Germany asked the European Union this week for an exemption to its 2035 ICE ban to sell vehicles burning CO2-neutral fuel. It would grant the country's automotive industry breathing room as it seeks a less potentially disruptive solution to reducing CO2 emissions.

Last year, the E.U. announced a plan to ban the sale of new internal combustion-engined vehicles from 2035. Germany, whose auto industry generated $410.9 billion, accounting for over a fifth of the nation's industrial GDP according to Germany Trade & Invest, has much to lose if the ban proceeds and it can't supplant its current ICE sales with zero-emissions alternatives. Earlier this month, Germany's transportation secretary expressed an interest in an exemption for synthetic fuel-burning vehicles. Now, the country has formally asked for that according to Reuters.

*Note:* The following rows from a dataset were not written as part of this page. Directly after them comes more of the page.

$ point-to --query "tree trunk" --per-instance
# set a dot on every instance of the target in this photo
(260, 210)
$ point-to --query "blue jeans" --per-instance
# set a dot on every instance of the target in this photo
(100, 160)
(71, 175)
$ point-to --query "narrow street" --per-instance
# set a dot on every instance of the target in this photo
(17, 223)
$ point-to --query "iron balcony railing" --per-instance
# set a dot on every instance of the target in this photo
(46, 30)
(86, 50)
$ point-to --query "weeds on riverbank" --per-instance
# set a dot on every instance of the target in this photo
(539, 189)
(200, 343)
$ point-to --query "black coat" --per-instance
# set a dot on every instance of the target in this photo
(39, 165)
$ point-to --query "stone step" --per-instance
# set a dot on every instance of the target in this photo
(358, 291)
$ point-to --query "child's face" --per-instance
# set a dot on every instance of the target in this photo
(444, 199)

"The commission should come forward with a proposal [on] how e-fuels can be used, or how combustion engines which are run with climate-neutral fuels can be can be organized," said Michael Theurer, the German secretary for transport. "We need hydrogen [fuel cell] technology and also e-fuels, especially in heavy vehicles, in truck transport."

Porsche Taycan Cross Turismo. Porsche

Synthetic fuels (also called e-fuels) are manufactured by CO2 capture and are theoretically CO2-neutral (or near it) over their lifespan. If manufacturers are otherwise compliant with the ban, it reportedly can accommodate exemptions for synthetic fuels. Exemptions for CO2-emitting vehicles from low-volume manufacturers were enacted earlier this month, though complete exemption is limited to makes with an annual production of 1,000 vehicles or fewer.

However, the "E" in e-fuel stands for electricity and electricity generation in Germany is far from carbon-free today. According to the International Energy Agency, carbon-neutral energy (nuclear and renewable) made up the two smallest sources of German energy in 2021, totaling barely more than biofuels and waste. Germany aims for 80% renewable energy share by 2030 according to Clean Energy Wire, though its initial commitment to 100% by 2035 has reportedly encountered resistance from politicians.